An AI only needs its algorithm corrected once to recognize and account for these biases going forward. In contrast, a human researcher might go through years of anti-bias training and never be able to overcome their assumptions.
In fact, AI can even help humans check their reasoning and assumptions for these types of biases, as well as other errors. A group of researchers at MIT developed a method for AI to assess the computational limitations and past decision patterns of human users (or other AI models) and predict when they’re about to make a mistake.
This is an approach to AI that supports human decision-making by intervening when humans need it, but it also prevents situations where humans allow the AI to make decisions for them, because the AI doesn’t get involved in issues unless it predicts a flaw will emerge in the human decision making process.

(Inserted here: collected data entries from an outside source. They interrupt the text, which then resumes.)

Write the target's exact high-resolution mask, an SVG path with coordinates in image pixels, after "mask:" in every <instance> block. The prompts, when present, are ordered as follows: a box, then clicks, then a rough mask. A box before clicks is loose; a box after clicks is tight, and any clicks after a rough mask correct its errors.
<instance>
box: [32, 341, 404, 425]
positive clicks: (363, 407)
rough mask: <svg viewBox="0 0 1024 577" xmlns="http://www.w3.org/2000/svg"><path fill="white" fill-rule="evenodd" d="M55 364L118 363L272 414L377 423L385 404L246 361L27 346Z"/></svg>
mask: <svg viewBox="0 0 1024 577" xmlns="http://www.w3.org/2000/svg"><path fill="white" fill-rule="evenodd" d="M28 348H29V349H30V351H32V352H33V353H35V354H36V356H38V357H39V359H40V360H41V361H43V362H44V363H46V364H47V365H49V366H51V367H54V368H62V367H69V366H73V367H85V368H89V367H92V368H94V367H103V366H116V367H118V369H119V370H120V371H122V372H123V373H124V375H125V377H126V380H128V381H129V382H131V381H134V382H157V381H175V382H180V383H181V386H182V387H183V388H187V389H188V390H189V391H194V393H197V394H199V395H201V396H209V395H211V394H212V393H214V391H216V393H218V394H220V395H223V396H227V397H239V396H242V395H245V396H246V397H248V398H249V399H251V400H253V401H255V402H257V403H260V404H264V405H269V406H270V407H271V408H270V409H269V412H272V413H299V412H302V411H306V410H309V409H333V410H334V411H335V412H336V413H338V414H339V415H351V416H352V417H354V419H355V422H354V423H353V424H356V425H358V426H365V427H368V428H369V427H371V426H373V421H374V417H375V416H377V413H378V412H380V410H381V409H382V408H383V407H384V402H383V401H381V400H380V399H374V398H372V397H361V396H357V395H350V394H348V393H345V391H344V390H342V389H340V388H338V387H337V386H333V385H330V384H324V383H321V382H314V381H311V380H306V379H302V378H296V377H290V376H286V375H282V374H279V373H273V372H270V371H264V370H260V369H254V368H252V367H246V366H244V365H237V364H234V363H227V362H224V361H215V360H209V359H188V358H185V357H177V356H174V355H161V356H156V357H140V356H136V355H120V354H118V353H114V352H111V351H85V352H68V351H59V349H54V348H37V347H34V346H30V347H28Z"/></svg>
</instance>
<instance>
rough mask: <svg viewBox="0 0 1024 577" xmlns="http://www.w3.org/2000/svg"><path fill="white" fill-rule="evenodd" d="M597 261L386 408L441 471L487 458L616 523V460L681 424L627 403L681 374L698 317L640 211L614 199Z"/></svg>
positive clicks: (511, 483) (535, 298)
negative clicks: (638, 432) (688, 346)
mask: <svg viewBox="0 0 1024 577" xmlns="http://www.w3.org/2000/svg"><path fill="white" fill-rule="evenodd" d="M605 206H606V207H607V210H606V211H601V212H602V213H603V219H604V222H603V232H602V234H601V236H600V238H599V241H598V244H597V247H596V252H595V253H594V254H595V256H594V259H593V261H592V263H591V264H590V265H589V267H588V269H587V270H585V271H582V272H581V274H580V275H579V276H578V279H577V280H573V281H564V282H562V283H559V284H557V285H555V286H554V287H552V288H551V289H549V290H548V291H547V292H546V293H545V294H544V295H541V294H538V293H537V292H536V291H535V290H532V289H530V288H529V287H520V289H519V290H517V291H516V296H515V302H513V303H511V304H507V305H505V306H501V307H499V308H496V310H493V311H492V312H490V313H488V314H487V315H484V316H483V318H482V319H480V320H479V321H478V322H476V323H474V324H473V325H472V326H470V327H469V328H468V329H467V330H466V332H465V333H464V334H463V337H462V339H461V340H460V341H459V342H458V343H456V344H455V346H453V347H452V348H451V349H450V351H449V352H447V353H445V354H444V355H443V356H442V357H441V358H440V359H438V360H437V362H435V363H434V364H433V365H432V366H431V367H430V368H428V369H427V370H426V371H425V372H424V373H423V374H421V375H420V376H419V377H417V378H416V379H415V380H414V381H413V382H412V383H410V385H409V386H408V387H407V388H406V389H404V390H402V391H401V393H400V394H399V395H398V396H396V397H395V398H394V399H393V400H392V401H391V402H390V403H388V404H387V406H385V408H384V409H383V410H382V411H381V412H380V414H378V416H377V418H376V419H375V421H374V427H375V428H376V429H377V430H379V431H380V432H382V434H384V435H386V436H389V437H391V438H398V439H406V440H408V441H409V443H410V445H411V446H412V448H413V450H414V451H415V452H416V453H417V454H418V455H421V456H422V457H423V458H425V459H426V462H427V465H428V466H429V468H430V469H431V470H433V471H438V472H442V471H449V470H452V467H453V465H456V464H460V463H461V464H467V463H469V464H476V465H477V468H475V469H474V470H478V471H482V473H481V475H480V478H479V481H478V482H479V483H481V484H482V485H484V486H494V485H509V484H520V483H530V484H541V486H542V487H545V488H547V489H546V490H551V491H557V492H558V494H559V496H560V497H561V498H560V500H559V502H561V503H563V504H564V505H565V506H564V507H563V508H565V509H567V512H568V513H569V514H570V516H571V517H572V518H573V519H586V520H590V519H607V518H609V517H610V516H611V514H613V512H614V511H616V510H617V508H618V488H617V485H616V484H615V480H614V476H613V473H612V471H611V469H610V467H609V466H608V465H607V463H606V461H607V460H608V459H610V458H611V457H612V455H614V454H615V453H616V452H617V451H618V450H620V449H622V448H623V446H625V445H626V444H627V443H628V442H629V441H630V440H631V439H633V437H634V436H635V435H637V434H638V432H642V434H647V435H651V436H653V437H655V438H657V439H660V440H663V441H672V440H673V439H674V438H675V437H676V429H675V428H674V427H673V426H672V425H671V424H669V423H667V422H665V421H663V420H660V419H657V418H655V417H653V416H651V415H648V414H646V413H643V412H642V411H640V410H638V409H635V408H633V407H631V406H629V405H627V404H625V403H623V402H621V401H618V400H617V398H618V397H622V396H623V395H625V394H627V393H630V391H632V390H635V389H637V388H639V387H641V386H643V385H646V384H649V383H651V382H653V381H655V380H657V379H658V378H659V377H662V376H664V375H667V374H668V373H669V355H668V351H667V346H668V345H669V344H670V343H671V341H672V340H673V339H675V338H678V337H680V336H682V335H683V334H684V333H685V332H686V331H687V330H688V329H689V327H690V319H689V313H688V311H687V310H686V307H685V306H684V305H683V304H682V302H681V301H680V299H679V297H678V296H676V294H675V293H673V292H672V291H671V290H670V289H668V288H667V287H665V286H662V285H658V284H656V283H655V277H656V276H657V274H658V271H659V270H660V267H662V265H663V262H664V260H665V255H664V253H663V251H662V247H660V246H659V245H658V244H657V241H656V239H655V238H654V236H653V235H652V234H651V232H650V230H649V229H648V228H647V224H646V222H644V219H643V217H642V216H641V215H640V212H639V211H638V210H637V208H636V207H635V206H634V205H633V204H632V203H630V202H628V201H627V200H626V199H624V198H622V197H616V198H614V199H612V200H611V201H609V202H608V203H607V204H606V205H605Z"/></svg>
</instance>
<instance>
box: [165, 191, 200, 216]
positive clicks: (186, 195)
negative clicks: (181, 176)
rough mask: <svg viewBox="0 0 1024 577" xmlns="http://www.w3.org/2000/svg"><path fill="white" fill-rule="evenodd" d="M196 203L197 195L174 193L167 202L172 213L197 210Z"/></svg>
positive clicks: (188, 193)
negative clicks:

For research purposes, teaching AI to model flawed human behavior also allows us to observe those flaws in a simulated setting. An AI that can model human flaws can allow us to study those flaws in an ethical manner that doesn’t involve the complexities of involving real human subjects.
Conclusion
Teaching an AI how to model flawed human behavior to other humans allows us to use AI as a tool that can train and support human beings to make better real-world decisions. Managing the messy complexities of dealing with other human beings is a vital skill, and creating more realistic models of that messiness can make the difference between overly theoretical “textbook” training and real, authentic practice that workers can actually benefit from.